Of them religion has been the most reluctant to admit the wisdom of control. The sacred writings of all religions make specific injunctions for generation, impugn sterility. The barren woman must hang her head; the fertile woman is praised, yet not glorified. Her labour is not pitied. However, the Protestant churches have begun to examine the problem. High prelates of the Church of England have advocated control. The Protestant Episcopal Church, at their San Francisco general conference last June listened to sane expositions (TIME July 4). Their viewpoint is, of course, ethical. They would balance a moral equation--their dogmatic injunctions versus the daily practices of their members.

Also on ethical, but not religious, grounds is Judge Ben B. Lindsey's Companionate Marriage, published this autumn. He tries to phrase a solution whereby humans, bewildered in this present strident civilization, can make their practices agree with their professed mores.

Methods. There exist mechanical and chemical means of preventing conception. But it is illegal in this country to tell your neighbor about them. Section 211 of the Federal Penal Code forbids that.

A thorough treatise on contraceptives is Dr. Marie Carmichael Stopes' Contraception, Its Theory, History and Practice: a Manual for the Medical & Legal Professions & All Social Workers. But only doctors and lawyers can lawfully buy it. (This is the case, also, with most of Havelock Ellis' books.)

In Manhattan the American Birth Control League conducts a clinic to instruct poor mothers "for health reasons."* New York State laws permit that. Dr. James F. Cooper is medical director of the clinic. He found that uninstructed, desperate mothers had been enduring abortions. Ten abortions for a woman was a common number. One woman admit ted 40. In England the Malthusian League, conducts a similar clinic for poor women. Other countries have them. Those better off, as in the U. S., themselves must collect information.

* He was physician extraordinary to the late King Edward VII.

* In 1922 she married a second time, to J. Noah H. Slee of New York.

* Holland, Belgium, France and Germany now have Neo-Malthusian leagues.
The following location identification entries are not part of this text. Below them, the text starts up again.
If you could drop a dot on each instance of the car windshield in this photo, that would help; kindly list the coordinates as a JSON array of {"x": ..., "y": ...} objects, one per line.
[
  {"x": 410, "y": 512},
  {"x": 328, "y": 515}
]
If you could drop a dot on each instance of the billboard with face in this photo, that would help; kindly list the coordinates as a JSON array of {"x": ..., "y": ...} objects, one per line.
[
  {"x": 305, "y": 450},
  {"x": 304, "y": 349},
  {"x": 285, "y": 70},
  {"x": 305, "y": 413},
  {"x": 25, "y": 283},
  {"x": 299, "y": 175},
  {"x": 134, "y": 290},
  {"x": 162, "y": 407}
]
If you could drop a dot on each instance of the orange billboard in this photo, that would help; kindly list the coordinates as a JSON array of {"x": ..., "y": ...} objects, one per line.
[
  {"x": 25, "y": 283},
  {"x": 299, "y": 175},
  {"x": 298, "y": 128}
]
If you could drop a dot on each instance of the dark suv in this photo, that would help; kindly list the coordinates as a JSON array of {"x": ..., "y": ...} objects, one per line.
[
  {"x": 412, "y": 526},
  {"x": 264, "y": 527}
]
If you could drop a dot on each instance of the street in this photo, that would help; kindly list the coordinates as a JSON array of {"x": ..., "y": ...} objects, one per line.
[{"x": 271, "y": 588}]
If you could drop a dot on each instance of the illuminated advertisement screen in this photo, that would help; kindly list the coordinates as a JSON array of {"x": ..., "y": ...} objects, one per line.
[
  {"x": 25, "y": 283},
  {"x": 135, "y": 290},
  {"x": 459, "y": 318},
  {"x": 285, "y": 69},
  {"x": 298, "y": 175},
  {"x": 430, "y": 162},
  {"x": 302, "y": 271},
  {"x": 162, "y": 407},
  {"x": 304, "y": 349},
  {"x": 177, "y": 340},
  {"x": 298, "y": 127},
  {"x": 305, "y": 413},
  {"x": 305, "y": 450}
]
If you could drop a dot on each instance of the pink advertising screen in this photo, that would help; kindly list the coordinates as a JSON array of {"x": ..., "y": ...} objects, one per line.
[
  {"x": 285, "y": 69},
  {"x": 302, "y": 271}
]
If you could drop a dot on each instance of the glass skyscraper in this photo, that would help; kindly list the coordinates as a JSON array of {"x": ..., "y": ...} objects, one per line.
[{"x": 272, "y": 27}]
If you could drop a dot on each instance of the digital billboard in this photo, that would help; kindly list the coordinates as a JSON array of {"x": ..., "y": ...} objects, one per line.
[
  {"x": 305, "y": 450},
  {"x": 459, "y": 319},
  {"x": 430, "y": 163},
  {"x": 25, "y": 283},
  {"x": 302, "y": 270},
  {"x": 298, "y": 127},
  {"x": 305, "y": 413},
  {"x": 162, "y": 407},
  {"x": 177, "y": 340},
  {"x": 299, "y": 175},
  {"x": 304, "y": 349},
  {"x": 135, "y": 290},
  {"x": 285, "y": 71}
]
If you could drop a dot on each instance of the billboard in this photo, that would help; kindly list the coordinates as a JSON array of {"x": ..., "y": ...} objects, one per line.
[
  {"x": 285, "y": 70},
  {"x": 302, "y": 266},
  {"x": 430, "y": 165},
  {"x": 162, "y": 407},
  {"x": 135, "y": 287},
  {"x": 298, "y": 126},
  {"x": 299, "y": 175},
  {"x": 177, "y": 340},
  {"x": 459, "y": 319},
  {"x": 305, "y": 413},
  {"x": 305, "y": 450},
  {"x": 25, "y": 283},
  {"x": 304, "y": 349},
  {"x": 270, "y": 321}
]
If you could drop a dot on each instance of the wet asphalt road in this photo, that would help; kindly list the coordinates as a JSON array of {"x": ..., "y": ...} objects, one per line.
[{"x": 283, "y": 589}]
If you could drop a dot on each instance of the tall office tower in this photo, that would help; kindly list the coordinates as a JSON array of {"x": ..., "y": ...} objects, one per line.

Thomas Robert Malthus (1766-1834). English political economist, advocated drastic restrictions of populations to prevent people starving each other out. Contemporaries harried him.

* The American Gynecological Society, the American Association of Obstertricians, Gyneologists & Abdominal Surgeous, and associated societies recognize the American Birth Control League, and cooperate with it from the medical side.